The race to produce palm oil, a key ingredient in the popular spread, is leading to massive deforestation around the world.

Photo by Flickr user Janine.

The French ecology minister pissed off Nutella-lovers and Nutella-makers this week when she suggested that people stop eating the chocolate-hazelnut spread, saying that it’s destroying our forests. The company that makes Nutella, Ferrero, uses palm oil, and sources 80 percent of it from Malaysia. But ecology minister Ségolène Royal says they should use a different ingredient.


“We have to replant a lot of trees because there is massive deforestation that also leads to global warming. We should stop eating Nutella, for example, because it’s made with palm oil,” said Royal. “Oil palms have replaced trees, and therefore caused considerable damage to the environment.”

Oil palms are trees indigenous to Western Africa, but oil palm plantations are grown all over the world now in order to accomodate growing demands for the precious oil. In recent decades, Indonesia and Malaysia have become the largest producers of palm oil in the world.
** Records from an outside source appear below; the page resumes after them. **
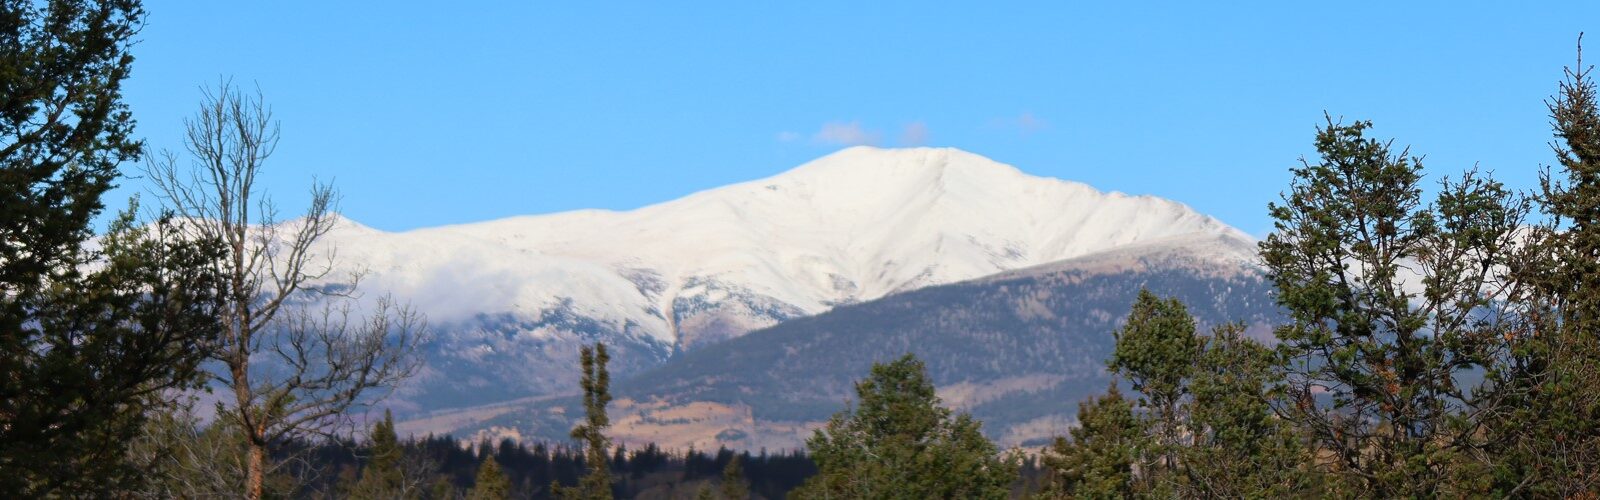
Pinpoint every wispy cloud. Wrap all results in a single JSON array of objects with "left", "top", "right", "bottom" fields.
[
  {"left": 900, "top": 121, "right": 929, "bottom": 146},
  {"left": 811, "top": 121, "right": 880, "bottom": 146},
  {"left": 778, "top": 121, "right": 915, "bottom": 147}
]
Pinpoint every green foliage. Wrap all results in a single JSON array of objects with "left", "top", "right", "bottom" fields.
[
  {"left": 467, "top": 455, "right": 511, "bottom": 500},
  {"left": 1107, "top": 289, "right": 1197, "bottom": 478},
  {"left": 15, "top": 208, "right": 225, "bottom": 494},
  {"left": 555, "top": 342, "right": 615, "bottom": 499},
  {"left": 793, "top": 354, "right": 1019, "bottom": 499},
  {"left": 1259, "top": 115, "right": 1525, "bottom": 496},
  {"left": 1052, "top": 292, "right": 1318, "bottom": 499},
  {"left": 1543, "top": 40, "right": 1600, "bottom": 299},
  {"left": 1110, "top": 290, "right": 1198, "bottom": 411},
  {"left": 348, "top": 410, "right": 412, "bottom": 499},
  {"left": 719, "top": 454, "right": 749, "bottom": 499},
  {"left": 1475, "top": 39, "right": 1600, "bottom": 496},
  {"left": 0, "top": 0, "right": 144, "bottom": 286},
  {"left": 431, "top": 475, "right": 458, "bottom": 500},
  {"left": 0, "top": 2, "right": 231, "bottom": 496},
  {"left": 1183, "top": 324, "right": 1315, "bottom": 497},
  {"left": 1036, "top": 385, "right": 1144, "bottom": 499}
]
Manufacturers don’t just use it in Nutella—they also use it in shampoos, soaps, ice cream, make-up, as well as butter and margarine, among other goods. This demand contributes to deforestation—in order to grow oil palms, large expansions of forests and lands must be cleared first. According to the World Wildlife Fund, palm oil expansion in Indonesia, Malaysia, and Papua New Guinea between the years 1990 and 2010 culminated in the destruction of 3.5 million hectares of forest land.